Over 250 firefighters and emergency personnel responded around 3:15 p.m. on Friday, the Fire Department said. Neighbors said the fire continued to roar well into the night, forcing dozens to evacuate.

“At the height of this fire, the winds were at their peak and the angle that the wind was hitting this building caused the rapid spread of this fire across the top floor,” Chief Leonard said. The building had extensive fire and water damage, he said.

On Saturday, tenants returned to their neighborhood to stare at the scorched remnants of what had been their home and contemplate their losses.


Firefighters at the scene of the blaze on Friday.

Mary Altaffer/Associated Press

“I lost everything material-wise but not my life,” Mr.
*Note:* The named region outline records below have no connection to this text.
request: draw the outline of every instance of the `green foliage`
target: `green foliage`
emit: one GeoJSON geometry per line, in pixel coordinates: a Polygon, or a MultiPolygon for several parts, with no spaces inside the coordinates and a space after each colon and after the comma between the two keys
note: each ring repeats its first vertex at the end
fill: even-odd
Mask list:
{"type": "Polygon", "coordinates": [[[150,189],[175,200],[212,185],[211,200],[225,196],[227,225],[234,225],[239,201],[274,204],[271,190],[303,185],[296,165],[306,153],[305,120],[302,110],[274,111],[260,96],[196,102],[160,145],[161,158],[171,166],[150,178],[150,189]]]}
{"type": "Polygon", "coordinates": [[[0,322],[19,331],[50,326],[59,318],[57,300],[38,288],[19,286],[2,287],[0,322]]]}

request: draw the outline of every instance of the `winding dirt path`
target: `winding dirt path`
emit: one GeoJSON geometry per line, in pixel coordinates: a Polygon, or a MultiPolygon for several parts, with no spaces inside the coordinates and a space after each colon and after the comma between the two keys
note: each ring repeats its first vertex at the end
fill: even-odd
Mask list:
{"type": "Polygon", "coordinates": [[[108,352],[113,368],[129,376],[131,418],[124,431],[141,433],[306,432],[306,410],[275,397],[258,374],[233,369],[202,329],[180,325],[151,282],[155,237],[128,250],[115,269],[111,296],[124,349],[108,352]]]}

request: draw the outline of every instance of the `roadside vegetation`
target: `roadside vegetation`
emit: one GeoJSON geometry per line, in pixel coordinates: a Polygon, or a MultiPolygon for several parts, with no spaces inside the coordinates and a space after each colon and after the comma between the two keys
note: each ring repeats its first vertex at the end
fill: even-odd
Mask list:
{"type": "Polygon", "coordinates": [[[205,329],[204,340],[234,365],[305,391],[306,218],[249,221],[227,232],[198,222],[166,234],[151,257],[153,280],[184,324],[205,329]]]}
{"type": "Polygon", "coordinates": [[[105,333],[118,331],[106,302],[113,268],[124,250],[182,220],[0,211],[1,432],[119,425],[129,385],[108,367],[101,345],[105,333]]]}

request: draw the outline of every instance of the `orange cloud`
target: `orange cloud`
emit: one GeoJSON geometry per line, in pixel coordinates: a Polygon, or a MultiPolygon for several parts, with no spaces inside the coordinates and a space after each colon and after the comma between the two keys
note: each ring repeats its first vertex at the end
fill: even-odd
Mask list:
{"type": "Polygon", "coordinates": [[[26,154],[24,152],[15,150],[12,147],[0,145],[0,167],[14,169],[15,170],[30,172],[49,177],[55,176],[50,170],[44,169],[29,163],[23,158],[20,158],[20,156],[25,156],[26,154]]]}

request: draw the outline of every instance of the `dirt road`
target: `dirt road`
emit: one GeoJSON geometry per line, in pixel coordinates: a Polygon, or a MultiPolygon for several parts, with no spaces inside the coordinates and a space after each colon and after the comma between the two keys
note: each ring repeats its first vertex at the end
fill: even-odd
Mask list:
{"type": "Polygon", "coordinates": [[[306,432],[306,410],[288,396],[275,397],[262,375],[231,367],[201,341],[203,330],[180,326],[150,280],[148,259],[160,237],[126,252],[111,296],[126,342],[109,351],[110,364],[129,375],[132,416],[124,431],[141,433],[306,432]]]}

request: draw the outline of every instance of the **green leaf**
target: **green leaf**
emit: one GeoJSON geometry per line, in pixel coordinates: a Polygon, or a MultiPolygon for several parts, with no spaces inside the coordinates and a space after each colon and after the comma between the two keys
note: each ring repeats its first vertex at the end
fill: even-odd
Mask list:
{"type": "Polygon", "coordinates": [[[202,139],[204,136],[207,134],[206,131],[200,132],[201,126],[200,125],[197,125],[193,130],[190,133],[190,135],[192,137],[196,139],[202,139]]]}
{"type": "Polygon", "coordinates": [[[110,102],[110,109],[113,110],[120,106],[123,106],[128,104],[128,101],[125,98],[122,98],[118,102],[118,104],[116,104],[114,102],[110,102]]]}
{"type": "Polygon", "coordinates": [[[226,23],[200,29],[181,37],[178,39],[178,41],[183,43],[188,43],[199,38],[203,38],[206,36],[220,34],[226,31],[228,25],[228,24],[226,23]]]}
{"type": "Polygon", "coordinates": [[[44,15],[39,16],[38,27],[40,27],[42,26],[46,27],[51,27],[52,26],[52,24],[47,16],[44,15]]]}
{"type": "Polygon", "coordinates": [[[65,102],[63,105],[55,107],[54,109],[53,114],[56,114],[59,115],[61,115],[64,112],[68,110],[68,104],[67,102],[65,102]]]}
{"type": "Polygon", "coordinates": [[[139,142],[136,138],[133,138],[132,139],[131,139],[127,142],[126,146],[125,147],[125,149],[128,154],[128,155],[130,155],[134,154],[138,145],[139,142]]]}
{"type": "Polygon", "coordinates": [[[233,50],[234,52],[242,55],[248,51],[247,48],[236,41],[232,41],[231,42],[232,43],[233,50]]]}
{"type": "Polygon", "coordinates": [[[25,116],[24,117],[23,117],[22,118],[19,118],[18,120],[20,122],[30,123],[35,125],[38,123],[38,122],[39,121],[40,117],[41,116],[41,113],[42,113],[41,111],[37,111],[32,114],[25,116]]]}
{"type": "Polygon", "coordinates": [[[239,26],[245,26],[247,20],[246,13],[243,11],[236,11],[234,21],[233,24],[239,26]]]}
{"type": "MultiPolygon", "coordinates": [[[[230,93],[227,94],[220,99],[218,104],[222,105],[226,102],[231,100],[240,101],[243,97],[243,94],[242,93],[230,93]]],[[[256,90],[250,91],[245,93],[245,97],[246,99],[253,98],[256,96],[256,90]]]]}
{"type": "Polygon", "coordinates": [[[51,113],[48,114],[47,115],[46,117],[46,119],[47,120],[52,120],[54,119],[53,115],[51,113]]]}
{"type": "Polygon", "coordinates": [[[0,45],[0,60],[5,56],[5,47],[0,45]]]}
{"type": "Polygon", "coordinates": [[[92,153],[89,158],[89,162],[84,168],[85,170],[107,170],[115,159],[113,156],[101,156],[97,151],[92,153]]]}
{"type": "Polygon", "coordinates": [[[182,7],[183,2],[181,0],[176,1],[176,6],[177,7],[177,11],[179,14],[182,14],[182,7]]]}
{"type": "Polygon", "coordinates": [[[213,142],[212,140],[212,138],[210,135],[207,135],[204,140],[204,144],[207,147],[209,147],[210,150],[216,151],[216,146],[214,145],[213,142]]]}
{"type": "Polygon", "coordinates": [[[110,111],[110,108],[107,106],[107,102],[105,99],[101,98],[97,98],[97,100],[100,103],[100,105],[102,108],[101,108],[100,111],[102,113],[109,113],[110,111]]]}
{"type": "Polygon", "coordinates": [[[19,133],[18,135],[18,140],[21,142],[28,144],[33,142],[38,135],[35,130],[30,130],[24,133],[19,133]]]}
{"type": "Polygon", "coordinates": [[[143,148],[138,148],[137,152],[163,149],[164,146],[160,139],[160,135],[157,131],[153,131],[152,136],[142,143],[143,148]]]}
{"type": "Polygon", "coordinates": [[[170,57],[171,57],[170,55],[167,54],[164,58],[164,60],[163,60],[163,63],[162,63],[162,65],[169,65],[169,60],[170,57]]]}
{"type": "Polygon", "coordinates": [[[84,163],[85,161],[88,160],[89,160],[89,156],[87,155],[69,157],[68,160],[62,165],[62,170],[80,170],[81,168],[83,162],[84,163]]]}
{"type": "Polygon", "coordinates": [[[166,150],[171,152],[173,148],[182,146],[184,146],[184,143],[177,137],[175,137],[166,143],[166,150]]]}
Ortiz said. “We’ll rebuild the rest.”

When he evacuated the building, he took his most precious possession, his United States passport. As Mr. Ortiz stared at the fifth-floor window of his apartment, he spoke of his collection of Latin-American landscape paintings and dozens of history books, all gone.

“Imagine,” Mr. Ortiz said. “We’re hard-working families and now we’re displaced.”

He said he had not yet thought of living arrangements. The building will remain closed as the Buildings Department investigates safety conditions, the Fire Department said.

Mr. Ortiz and 10 other families were relocated by the Red Cross to hotels and shelters on Friday night. Other tenants helped each other find refuge with friends and family. Many were concerned for documents proving their residency.

Aurora Cordero said her second-floor apartment was “probably under water” along with her residency papers. “Look at my eyes,” Ms. Cordero, 57, said. “I haven’t stopped crying. It’s not that we’re attached to our belongings but it hurts to lose everything.”

As they started to navigate their new reality, tenants banded together. About a dozen families met at a community center on Saturday afternoon for legal advice and to discuss how they would move forward.

Outside, Mr. Ortiz trembled as he checked text messages on his phone. He was still wearing the clothes from the day of the fire — a light fleece pullover and green sweatpants. Another tenant approached and gave him a brown shopping bag with a jacket.

“There are some buildings where neighbors see each other and don’t say hi,” Mr. Ortiz said as he looked at the jacket. “But we all know each other. We all share.”